Luckily two of these three leads are really enjoyable, and once you get past the shrillness of Day’s performance he’s a nice enough guy as well. It’s on their backs that the film coasts, which is actually a pity since there are three great performances lurking in the horrible bosses. If the film had gone bigger with the bosses - say, made them actually horrible instead of just jackasses - this movie could have been much, much funnier. I wanted more bosses, less Charlie Day in the back seat of a car shouting (which I believe makes up 40% of the film’s running time).

Kevin Spacey reenacts his Swimming With Sharks performance, which is nice and at which he’s great, but unfortunately his character here is about half the asshole that he was in that seminal film. And while Colin Farrell is pretty funny in a bald wig as a coked up jerk off, he never gets to be as broad as he should. One of the film’s funniest moments is the reveal of Farrell’s hyper-douchebag home, and for a minute I thought Horrible Bosses would take off into something bigger and more fun, but it never did. And then there’s Jennifer Aniston, who is frankly smoking hot and sexy as Day’s sexually harassing boss. The disconnect here isn’t that being sexually harassed by a half-naked Aniston is bad (the film makes a convincing enough case for this) but that Aniston would even be harassing Day. I think Aniston’s the one who gets closest to really being horrible, to embracing the broadness of the possibilities.

But like the lead characters the film doesn’t want to go too dark or be too big.

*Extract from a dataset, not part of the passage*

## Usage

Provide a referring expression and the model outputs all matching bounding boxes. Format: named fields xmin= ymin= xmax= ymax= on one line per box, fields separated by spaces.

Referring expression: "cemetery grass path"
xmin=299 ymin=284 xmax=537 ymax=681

These are guys trying to fit into the world of Applebees and cubicles - Day’s character’s life goal is to be a husband, for Christ’s sake - and it feels like director Seth Gordon wants his film to fit into the same places. There’s a bunch of profanity but little that couldn’t be easily expunged for the TV audience (except for Jamie Foxx’s character’s name, Motherfucker Jones. I’m curious how that plays on TBS). The movie is competently executed, if directed with standard comedy flatness. The editing is a mess, though, with ADR lines thrown in over jarring cuts. Despite sloppy moment-to-moment editing the film’s pace works well enough; this is a movie with some energy, and along with the amiable leads and just-enough-jokes script (by Freaks and Geeks’ own John Francis Daley, working with Jonathan M. Goldstein, as well as Michael Markowitz) that’s enough to get a pass from me. I just wish that the film had the courage to be dark or dangerous or even weird.

The actor who gets to be closest to those things is Jamie Foxx as the aforementioned Motherfucker Jones. He ends up being the boys’ murder consultant, and even though he has only a few scenes Foxx just about steals the film. He has a great comedic menace, which is a tough quality to pull off.

Bateman is great, playing the Jason Bateman exasperated guy again. He’s sort of typecast as the less violent Moe Howard of suburbia, it seems to me, the ultimate irritated straight man. I think Bateman perfected this in Arrested Development, where he had a nice streak of self-righteousness to undercut it, but he doesn’t get that complexity here. Jason Sudeikis is almost dangerous in the film; he was my favorite part of Hall Pass for the same reason that I like him here, which is that he’s kind of a douchebag. He’s your douchebag buddy who is a bad influence, who gets you drunk and in trouble and then waves at you as the police car drives you away. He’s like Bradley Cooper if Bradley Cooper were less of a fucking jock.

Horrible Bosses is a bad name for the movie because the bosses aren’t the real focus, but it’s a great name for the movie because it’s sort of just this side of generic. You’ll laugh enough at Horrible Bosses to make it worth your time at the theater, but it’s too safe and middle of the road to be truly interesting.